We’ve been here before. A large force swarms across an international border in a surprise attack against a state run by a US educated President with good press in the American media. They have an overwhelming advantage in armor. The forces are driven back until they only occupy a small pocket. The US President has been caught off guard outside of Washington. He then crafts a policy which doesn’t escalate into full-blown war but nevertheless sends a signal that America won’t back down.
That is Korea, 1950. The President was Syngman Rhee. The “last stand” pocket was Pusan. The President Harry Truman, who was vacationing in Independence, Missouri. What followed was the Korean War. It was designed as a stalemate, a fact the commanding General, Douglas MacArthur didn’t understand. No matter. It worked.

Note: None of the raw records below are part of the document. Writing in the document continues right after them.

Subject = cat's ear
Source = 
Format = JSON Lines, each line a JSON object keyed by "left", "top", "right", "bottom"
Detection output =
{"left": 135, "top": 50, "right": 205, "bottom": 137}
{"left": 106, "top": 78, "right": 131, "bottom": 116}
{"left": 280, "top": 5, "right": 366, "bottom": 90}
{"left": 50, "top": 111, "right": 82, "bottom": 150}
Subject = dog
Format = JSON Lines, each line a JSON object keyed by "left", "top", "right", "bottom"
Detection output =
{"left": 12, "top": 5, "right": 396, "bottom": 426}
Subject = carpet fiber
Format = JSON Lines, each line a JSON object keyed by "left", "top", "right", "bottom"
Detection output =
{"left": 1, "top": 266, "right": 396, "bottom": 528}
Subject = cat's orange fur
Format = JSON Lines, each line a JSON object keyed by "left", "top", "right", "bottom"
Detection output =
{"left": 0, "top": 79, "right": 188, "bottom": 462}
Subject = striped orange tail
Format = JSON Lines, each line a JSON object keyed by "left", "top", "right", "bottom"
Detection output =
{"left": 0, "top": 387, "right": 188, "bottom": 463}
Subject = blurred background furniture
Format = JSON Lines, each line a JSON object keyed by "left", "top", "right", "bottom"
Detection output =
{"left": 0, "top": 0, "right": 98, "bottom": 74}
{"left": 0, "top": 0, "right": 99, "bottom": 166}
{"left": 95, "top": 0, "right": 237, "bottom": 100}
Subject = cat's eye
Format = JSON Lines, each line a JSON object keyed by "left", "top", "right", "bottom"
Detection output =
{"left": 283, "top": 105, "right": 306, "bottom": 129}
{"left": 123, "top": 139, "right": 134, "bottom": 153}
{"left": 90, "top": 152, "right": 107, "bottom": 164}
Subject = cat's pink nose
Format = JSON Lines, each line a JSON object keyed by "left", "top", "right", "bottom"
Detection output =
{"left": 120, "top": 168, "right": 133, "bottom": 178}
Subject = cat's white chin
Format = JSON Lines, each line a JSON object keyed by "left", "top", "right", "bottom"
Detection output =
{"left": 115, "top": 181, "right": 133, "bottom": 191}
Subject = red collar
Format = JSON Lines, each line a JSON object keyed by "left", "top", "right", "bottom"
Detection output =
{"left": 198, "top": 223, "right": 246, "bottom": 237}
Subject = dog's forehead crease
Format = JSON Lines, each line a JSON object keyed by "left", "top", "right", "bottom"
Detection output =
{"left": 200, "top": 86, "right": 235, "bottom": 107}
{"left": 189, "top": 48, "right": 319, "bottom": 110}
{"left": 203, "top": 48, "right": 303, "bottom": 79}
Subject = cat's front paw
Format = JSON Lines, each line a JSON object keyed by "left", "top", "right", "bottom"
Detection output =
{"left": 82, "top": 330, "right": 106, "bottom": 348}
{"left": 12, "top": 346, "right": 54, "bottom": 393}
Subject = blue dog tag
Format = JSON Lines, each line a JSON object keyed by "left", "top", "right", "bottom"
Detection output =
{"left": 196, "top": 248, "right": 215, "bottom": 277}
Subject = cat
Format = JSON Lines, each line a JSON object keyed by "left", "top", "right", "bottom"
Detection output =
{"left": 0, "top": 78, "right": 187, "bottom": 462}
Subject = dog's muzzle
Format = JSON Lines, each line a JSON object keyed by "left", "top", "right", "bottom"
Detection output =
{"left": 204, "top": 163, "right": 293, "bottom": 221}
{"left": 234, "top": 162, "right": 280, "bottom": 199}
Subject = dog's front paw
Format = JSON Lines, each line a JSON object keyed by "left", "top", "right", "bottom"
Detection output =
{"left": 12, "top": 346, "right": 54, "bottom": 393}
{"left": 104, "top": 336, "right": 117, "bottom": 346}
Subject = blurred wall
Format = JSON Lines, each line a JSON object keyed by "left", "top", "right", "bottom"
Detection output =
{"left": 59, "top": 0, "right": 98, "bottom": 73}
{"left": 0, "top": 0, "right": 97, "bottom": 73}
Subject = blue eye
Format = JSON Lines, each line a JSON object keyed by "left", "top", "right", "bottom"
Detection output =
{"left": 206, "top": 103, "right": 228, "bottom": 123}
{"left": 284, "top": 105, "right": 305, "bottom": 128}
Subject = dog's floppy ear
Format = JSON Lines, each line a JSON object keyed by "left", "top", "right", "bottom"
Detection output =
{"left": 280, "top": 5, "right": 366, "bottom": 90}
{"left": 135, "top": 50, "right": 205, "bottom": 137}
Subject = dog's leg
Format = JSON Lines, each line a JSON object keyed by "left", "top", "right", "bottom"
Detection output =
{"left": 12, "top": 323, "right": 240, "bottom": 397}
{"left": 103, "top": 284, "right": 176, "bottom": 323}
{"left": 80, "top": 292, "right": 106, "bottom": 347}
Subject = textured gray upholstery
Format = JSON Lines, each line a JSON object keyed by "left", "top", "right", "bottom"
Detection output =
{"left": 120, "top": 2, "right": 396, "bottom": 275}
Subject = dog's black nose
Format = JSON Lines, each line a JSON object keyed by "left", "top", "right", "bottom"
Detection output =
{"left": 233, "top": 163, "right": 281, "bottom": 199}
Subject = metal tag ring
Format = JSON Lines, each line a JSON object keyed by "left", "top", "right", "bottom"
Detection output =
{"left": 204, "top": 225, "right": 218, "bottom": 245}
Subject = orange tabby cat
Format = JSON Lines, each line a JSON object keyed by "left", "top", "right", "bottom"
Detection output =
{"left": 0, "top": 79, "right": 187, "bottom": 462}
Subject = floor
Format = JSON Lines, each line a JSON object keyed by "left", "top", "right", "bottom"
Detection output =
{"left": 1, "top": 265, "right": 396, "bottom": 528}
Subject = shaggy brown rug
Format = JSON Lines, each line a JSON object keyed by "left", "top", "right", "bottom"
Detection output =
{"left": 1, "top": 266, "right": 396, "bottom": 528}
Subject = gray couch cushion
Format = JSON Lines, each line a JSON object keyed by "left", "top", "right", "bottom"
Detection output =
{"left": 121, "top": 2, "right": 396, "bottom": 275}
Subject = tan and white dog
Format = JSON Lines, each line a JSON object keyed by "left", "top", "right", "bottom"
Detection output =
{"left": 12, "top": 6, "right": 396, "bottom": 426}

Bush has fewer options. The Black Sea is a not open to US naval power. But America has a continuous corridor of allies leading from the Gulf (Iraq, Turkey) to Georgia’s border. That wouldn’t have been there if Saddam had been in power. My, how strangely history works. So Bush, while he cannot say, like Truman, “where are the carriers?” (And remember Truman was abolishing the Navy in favor of the Air Force at the time) has options.
What can we learn from history? One, that we must pick a realistic fallback position and hold. Two, that we must have calibrated patience. We must have strategic vision. We must also remember that we won’t have an easy time of it. The Reds were as active in the 1950s as they are today. The more things change, the more they stay the same.